Welcome to Writers Talkback. If you are a new user, your account will have to be approved manually to prevent spam. Please bear with us in the meantime
Friend sent me this link. They are offering their online classes for free until 31 May. No idea if they're any good. I'm going to take a look at the memoir class.
https://shewritesuniversity.com/free/
Comments
https://www.futurelearn.com/courses
Can the person running it see you, and do you have to interact?
Yes, I like Future Learn, heather. I might have a go at one.
I had never even heard of a webinar until I looked at the shewritesuniversity link. I haven't gone any further than identifying a course I might be interested in. I'm a little put off by the fact that a) they're gender discriminatory, and b) american. If it also means I have to directly interact via camera and microphone then that is a definite downside, especially given time differences.
I see that some of the teachers have written only one book, which in my opinion isn't enough qualification teach.
WEA have lots of free courses available at the moment. Those I've enrolled on are not video lessons. They're Zoom meetings,
What qualifications would be enough, in your opinion, GeraldQ?

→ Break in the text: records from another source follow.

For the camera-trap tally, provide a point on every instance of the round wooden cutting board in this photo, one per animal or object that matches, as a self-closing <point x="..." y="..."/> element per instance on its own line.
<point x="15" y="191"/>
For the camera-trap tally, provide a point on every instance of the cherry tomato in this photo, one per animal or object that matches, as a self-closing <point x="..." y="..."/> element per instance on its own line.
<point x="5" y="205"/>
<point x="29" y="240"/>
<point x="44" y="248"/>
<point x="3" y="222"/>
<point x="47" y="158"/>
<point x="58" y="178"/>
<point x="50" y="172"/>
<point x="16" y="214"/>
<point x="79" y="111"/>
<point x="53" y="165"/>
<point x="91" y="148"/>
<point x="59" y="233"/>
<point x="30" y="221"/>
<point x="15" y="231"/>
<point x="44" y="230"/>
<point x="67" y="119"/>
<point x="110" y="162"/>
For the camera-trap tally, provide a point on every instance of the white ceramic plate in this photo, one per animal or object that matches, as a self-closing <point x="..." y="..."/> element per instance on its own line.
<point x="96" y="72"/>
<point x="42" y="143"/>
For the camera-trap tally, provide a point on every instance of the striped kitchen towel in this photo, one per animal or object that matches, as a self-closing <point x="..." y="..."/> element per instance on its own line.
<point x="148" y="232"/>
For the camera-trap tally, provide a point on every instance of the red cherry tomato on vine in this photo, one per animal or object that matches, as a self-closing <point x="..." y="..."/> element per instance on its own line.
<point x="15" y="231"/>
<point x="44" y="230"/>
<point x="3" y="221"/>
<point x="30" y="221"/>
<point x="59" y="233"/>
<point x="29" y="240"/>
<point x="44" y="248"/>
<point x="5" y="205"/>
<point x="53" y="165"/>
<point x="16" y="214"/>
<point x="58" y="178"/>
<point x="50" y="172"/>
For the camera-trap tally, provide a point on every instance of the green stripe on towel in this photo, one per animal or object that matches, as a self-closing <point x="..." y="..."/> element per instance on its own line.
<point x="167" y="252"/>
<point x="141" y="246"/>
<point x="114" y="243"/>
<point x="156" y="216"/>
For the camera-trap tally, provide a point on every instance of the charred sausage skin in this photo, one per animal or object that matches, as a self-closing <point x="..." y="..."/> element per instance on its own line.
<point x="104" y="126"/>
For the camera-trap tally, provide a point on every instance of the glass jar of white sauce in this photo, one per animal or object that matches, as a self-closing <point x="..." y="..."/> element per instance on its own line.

I've written 5 books. I have an MA (with distinction) in writing. Does that give me the ability to teach? No, it doesn't. In fact I can teach one-to-one in my genre but it would not in my opinion qualify me to teach multiple people in a group who might all be writing in different genres and for different reasons. And it doesn't mean, even if I had experience doing that, that I could teach WELL.
However, I am pretty sure that there are people out there who have one book published who can teach because they are born teachers, inspirers and managers of groups.
I would dread being taught by someone if it was evident that they didn't know their stuff, or if they weren't inspirational. My favourite bit about teaching was seeing their little faces light up when they were fired up about a topic, or the penny dropping that moment of understanding.
I have joined several free courses over the last few weeks, and am enjoying them all bar one. There is one tutor I don't find inspiring, so I've dropped that course. It's great having the time to do courses. Not having to pay for once, is brill.
Writing one book isn't, in itself, automatically a qualification to teach writing. Most first novelists struggle a lot with a first book. If they've written it in multiple drafts over years, they may not even be sure how they actually did it. They may not yet have a process.
Sure, they can share some useful experiences, and the fact of being published means they are at a level where they can teach craft. I taught on an MA course where two other lecturers had written one published novel apiece, and while they were capable of teaching craft, they were hazy on structure and process (essential for writing a novel).
Students would ask how to plot or how to plan character arcs and these two lecturers would say something like "Oh, just go with the flow," or "It just comes together." Such comments are not helpful and students complained to me. They wanted to learn about plot movements and how to use chapters but these lecturers had written their own books haphazardly. It can be done, but it can't really be taught.
I think a good writing teacher is someone who has written at least two published novels, but who is also a person that is able to explain the process beyond the solely personal. It's important to understand the struggles writers go though as they try to understand narrative perspective, for example.
I started teaching professionally after having three novels published and two others completed. I'd had seven years of full-time teaching experience before that and I was also working as an agency journalist.
There are many excellent writers who are not good teachers because they can't explain their process or because they're too introverted to stand in front of a class. The ideal teacher is a professional writer with the mentality of a student.
Alas, professional writing pays so little that anyone with a published book is likely to look for opportunities to capitalise on that. The danger – I've seen it many times – is that it's too easy to write one or two books and live off them forever as a teacher. I believe a really good teacher is one who is always writing and always learning.
I recall one occasion when a very famous writer came to address our MA students. Each student was allowed to present the writer with 1000 words for a verbal critique. This professional writer told one of my students that their work was excellent, and while the prose itself was very good, the student's novel was chaotic and totally unpublishable. Of course, the famous writer didn't know that. The problem: this student subsequently became unsupportable and wouldn't listen to any lecturers because "so-and-so says my work is excellent." The student went on to hand in a deeply flawed novel that was never going to be published because it was really two disparate ideas wodged clumsily together.
There are absolutely tons and tons and tons online free courses available atm.